Die Begrenzung der Teilnehmerzahl an der sich fortbewegenden Versammlung auf 300 Personen berührt die Wahrnehmbarkeit der Versammlung im öffentlichen Raum, stellt jedoch keine so schwerwiegende Beeinträchtigung dar, dass bereits daraus ohne weiteres ein Fortsetzungsfeststellungsinteresse abzuleiten ist. Die Klägerin konnte mit der von ihr angezeigten sich fortbewegenden Versammlung auf ihr Anliegen aufmerksam machen, eine „gemeinschaftliche, auf die Teilhabe an der öffentlichen Meinungsbildung gerichtete Erörterung oder Kundgebung“ (BVerfG, B.v. 17.4.2020 – 1 BvQ 37/20 – NVwZ 2020, 711 Rn. 17) war ihr – wenn auch in einem von der Anzeige abweichenden begrenzterem Umfang – möglich. Insoweit ist vorliegend auch zu berücksichtigen, dass die Klägerin bereits vor der Versammlung, aber nach der gerichtlichen Entscheidung im Verfahren des vorläufigen Rechtsschutzes, auf die Durchführung des Demonstrationszuges verzichtet hat. Eine durch die Entscheidung der Beklagten weiterwirkende Beeinträchtigung der Versammlungsfreiheit ist insoweit nicht erkennbar.
Da die Klägerin auch in der Folge der angezeigten Versammlung vom 27. Februar 2021 keine weiteren Versammlungen angezeigt hat und die Beklagte nach der gerichtlichen Entscheidung im Verfahren des vorläufigen Rechtsschutzes für zukünftige Versammlungsanzeigen im Hinblick auf die Rechtslage keine weiteren ungeklärten Rechtsfragen sieht, ist auch das Vorliegen einer Wiederholungsgefahr und ein Rehabilitationsinteresse zu verneinen. Hinzu kommt, dass mit den seit der Versammlungsanzeige für den 27. Februar 2021 erfolgten Änderungen der Infektionsschutzmaßnahmenverordnungen und den dadurch notwendigen Maßnahmen zum Infektionsschutz im Rahmen der Versammlung, vergleichbare Rechtsfragen wie im vorliegenden Klageverfahren sich in gleicher Weise kaum mehr stellen werden.

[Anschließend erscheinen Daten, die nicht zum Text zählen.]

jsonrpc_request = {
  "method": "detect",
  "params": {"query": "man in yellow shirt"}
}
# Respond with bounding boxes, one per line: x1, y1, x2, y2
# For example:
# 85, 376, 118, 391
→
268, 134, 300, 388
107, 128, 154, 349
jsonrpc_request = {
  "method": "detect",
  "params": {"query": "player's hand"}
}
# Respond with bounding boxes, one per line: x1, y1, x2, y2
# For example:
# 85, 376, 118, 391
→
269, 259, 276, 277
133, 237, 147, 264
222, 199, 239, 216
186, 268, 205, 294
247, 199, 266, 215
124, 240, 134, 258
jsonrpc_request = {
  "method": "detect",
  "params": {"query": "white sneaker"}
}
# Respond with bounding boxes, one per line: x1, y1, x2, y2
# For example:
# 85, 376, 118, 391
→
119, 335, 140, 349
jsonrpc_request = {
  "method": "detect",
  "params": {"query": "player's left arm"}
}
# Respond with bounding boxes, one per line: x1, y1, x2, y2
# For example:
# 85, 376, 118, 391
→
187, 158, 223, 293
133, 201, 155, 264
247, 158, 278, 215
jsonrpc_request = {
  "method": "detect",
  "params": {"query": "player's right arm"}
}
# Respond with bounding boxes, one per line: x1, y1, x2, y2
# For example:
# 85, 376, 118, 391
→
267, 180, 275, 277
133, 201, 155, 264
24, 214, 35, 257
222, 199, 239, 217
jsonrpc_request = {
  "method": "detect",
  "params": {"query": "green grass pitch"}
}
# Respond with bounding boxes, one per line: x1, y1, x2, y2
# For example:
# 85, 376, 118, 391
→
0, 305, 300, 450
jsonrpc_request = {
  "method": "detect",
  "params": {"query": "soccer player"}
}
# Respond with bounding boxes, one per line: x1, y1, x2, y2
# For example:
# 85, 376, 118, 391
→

2. Mangels Feststellungsinteresse der Klägerin war die Klage damit als unstatthaft abzuweisen. Die Klägerin trägt als unterlegener Teil nach § 154 Abs. 1 VwGO die Kosten des Verfahrens.
Der Ausspruch zur vorläufigen Vollstreckbarkeit beruht auf § 167 Abs. 2 VwGO i.V.m. §§ 708 ff. ZPO.